Sarah Connor, only while pretending that T3 was a better film of course.
 
The only deaths I would want to undo are the ones that were really badly written, like Data. Movie characters with well written deaths are better served by remaining dead.

@Tosk

Didn't the actor who played Sarah Connor refuse the script to Terminator 3 because it 'Lacked humanity'?

So I would also agree with Terminator 3, because if Sarah Connor hadn't died it would imply the actress was handed a better script.
 
To this day whenever I watch The Wild Geese I hope Richard Harris is going to make the plane, similarly Sinatra in Von Ryan's Express so I'll go with those two as the first to pop into my head.
 
The only deaths I would want to undo are the ones that were really badly written, like Data. Movie characters with well written deaths are better served by remaining dead.

This.

Spock's death in TWOK is superbly handled, really serves and indeed makes the movie (having said that, I'm glad they brought him back in TSFS, as I like having my cake and eating it). By contrast, Kirk's death in GEN is botched, badly done and isn't really worthy of him. Data's death is also poor, a very obvious attempt to recreate TWOK (on tv, I thought Trip's death in ENT was needless and badly done).

I'd definitely bring back Kirk and Data, then.

The throwaway deaths of Hicks and the others at the start of Alien 3 were an insult to the memory of Aliens. It'll be interesting to see what Neil Blomkamp proposes to do with his new Alien sequel, for which Michael Biehn has reportedly been signed.

On the other hand, and sticking with Biehn, while it would've been cool to see Kyle Reese in T2, Reece's death in The Terminator is almost inevitable and would've been cheapened had they brought him back via time travel.

The various deaths in X-Men: The Last Stand spring to mind. I wonder if Bryan Singer feels the same? ;) I also don't really care for the tendency for some comic strip movies to kill off their iconic villains - I like them to be kept alive so they can return to torment our heroes again, even if the film franchises are unlikely to last as long as their comic counterparts.

I can understand why they killed him off (to pass the mantle) but a Zorro sequel with Anthony Hopkins' character still around would've been more fun than what we got, IMHO.
 
Tasha Yar from TNG. There is no death stupider than being killed by a talking oil slick. "Yesterday's Entrerprise" wasn't good enough.

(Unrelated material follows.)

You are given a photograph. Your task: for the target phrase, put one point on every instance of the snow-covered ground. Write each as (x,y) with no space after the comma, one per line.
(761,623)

In T2, Miles Freeman Dyson. His death was f-d up. He tried to help and died anyway.
 
Keeping Hopkins' original Zorro around, even if permanently retired from fighting, could have been interesting, though I think any potential sequel to The Mask of Zorro was pretty severely handicapped by having to follow such a perfect movie. How the heck does one top a huge secret mining operation that could have kick-started the California Gold Rush a decade early, thus affecting the whole of West Coast history?!


Hicks and Newt are indeed the obvious answers to this question, as are Cyke and/or Wheels from X3.


The Rome finale leaves a certain character's fate ambiguous, though I certainly side with the Word of God that says he survives.


My top choice is cinema's greatest villain: Hans Gruber (Alan Rickman) from DIE HARD. I want him to escape like Hannibal Lecter, Anton Chighurh and Charnier. And if he had, DIE HARD would likely have won Best Picture just like those other villains's respective movies.
Ha, ha, ha... No. :rommie:
 
Jake Holman in The Sand Pebbles. He was so close to something good.

The three privates in Paths of Glory.
 
Jake Holman in The Sand Pebbles. He was so close to something good.

The three privates in Paths of Glory.

Amen to that. If you can only save one, let it be Ralph Meeker, because of his participation in THE NIGHT STALKER.:cool:

Besides DIE HARD's Gruber, I should've led off with Fredo (John Cazale) from GODFATHER II. He got quite a bum deal in real life as well.

Fredo's death is an essential part of the story. It's to show how Michael is now beyond redemption. He commits the oldest sin of fratricide, something his family-loving father could never have contemplated. Without his murder, the movie loses much of his power.
 
If I was going to reverse a Godfather related death it'd be the cringingly contrived death of the daughter in III.

The bullet should have just hit Michael like it was intended.

There's a lot of classic movies where a character dies at the end in a really contrived, silly way just because the movie is ending and the character not dying would seem unsatisfying. Like I feel that way about Vertigo.
 
Old Yeller.
Should've gotten that damn dog a rabies shot
Absolutely. I was heartbroken about that, and have never been able to watch that movie again, ever.

Same with every other movie where the dog dies - the old pedlar's little dog in Lassie Come Home, for instance.